I'm tying to understand distributional derivatives. That's why I'm trying to calculate the distributional derivative of $|x|$, but I got a little confused.
I know that a weak derivative would be $\operatorname{sgn}(x)$, but not only I'm not finding that one in my calculations, I ended up with a wrong solution and in my other attempt I got
stuck pretty quickly.
Could someone tell me where my error in reasoning occurs or what I missed?
First attempt
$$
(T_{|x|}(\phi))' = T_{|x|'}(\phi)
=\int_{\mathbb{R}_+} \phi(x) dx – \int_{\mathbb{R}_-} \phi(x) dx = const.
$$
Second attempt
$$
(T_{|x|}(\phi))' = -T_{|x|}(\phi') = -\int_\mathbb{R} |x| \phi'(x) dx
=-\int_{\mathbb{R}_+} x \phi'(x) dx + \int_{\mathbb{R}_-} x \phi'(x) dx
$$
Best Answer
Given a test function $\phi$, the goal is to rewrite $-\int |x|\phi'(x)\,dx$ so that it has $\phi$ in it instead of $\phi'$. Split into two integrals over positive and negative half-axes; then integrate by parts.

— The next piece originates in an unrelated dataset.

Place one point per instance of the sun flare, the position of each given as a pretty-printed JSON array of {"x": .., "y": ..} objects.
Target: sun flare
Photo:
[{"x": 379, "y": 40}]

The result: $$ \int_{-\infty}^0 x\phi'(x)\,dx - \int_0^{\infty} x\phi'(x)\,dx = -\int_{-\infty}^0 \phi(x)\,dx + \int_0^{\infty} \phi(x)\,dx = \int_\mathbb{R} \operatorname{sgn}x \,\phi(x)\,dx $$ which establishes the claim $|x|'=\operatorname{sgn}x$.
It's difficult to evaluate your attempted solutions, because they contain no words, and no steps that I can recognize as integration by parts.